Consequências da espetacularização da violência pela mídia brasileira
Enviada em 04/12/2020
Fatos e atos violentos, criminosos e mortos estão na exposição na mídia diariamente. Em sua maioria, as reportagens são exibidas sem filtros numa frieza estarrecedora. Segundo reportagem da Folha Press, em 06/10/20, o Brasil ocupava a posição 126 no ranking mundial de violência, atrás de Estados de cotidiano violento, como El Salvador e Guatemala.

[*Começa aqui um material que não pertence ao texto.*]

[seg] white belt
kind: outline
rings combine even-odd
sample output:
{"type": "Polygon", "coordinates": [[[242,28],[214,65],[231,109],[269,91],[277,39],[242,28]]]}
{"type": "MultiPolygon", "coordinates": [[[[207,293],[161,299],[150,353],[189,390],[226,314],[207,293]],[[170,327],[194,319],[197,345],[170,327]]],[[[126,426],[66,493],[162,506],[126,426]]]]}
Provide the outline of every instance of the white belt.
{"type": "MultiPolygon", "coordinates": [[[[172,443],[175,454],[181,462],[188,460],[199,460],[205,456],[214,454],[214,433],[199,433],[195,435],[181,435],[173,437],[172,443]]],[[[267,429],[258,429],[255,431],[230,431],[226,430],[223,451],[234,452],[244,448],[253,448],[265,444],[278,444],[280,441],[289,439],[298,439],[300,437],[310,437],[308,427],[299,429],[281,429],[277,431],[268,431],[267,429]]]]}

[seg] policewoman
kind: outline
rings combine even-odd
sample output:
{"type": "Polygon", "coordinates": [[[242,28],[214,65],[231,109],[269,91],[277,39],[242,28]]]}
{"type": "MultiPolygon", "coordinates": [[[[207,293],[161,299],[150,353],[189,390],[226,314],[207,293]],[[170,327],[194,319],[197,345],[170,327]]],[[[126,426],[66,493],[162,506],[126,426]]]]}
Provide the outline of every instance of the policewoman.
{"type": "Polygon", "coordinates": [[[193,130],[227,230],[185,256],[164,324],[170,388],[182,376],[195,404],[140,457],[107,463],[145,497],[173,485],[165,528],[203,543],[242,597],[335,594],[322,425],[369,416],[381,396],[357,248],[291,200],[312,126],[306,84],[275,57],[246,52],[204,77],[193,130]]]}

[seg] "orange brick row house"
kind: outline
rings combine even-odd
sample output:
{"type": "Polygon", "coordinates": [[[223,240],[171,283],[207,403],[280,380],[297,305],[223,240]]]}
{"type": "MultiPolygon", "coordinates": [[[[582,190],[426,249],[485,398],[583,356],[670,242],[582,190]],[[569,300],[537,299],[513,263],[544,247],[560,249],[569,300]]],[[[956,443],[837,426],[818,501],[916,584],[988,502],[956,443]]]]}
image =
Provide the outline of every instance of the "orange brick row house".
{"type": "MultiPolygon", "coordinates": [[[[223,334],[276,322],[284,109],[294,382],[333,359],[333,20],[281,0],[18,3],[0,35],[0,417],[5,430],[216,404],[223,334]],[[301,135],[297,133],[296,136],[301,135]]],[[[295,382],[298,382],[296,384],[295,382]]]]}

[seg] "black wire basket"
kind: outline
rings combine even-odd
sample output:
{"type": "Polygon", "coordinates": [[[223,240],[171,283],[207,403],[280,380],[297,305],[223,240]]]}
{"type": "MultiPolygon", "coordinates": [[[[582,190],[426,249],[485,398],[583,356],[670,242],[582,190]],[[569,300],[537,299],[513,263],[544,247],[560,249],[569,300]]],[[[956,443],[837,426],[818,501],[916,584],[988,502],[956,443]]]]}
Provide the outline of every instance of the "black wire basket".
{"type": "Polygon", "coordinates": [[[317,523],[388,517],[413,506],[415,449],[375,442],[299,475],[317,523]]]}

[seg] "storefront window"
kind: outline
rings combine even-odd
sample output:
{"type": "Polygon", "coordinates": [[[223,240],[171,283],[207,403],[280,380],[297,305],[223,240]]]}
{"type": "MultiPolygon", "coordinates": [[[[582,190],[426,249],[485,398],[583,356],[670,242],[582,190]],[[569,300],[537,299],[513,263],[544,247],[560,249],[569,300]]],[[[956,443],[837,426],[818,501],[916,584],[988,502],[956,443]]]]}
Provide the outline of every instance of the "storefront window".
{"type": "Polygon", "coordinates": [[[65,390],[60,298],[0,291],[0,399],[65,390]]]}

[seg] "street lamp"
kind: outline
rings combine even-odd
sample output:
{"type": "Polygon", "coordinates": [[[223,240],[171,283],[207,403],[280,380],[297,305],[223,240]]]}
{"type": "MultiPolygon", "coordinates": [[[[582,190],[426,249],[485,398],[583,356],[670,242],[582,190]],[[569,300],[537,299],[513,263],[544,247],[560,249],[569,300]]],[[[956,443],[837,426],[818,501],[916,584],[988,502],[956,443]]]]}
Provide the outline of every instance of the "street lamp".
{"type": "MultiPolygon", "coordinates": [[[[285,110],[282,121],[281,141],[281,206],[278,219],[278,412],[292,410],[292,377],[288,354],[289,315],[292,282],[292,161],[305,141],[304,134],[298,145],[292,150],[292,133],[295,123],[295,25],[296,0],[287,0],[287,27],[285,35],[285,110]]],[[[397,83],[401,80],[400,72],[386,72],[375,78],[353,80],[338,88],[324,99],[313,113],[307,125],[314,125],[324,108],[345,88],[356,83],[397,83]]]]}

Sabemos que esse tema é o alvo de preocupação no mundo todo. Atos violentos não ocorrem somente neste século. A Inquisição da Igreja Católica, como lutas dos gladiadores no Coliseu de Roma eram espetáculos de crueldade absurda. E com bastante plateia.
Mas seria injusto associar diretamente a exibição da mídia ao comportamento violento do ser humano. Injusto seria, também, afirmar que a violência mostrada serve como exemplo para que outras pessoas cometam tais delitos. Isso apenas serve para desviar o foco de um problema maior: o caos na política pública.
Urge que estados e municípios busquem soluções para temas como questão racial, questão social, distribuição de renda e educação. Caso contrário, o brasileiro continuará anestesiado pela violência midiática que consegue transformar qualquer acontecimento local em um grande e espetaculoso evento global.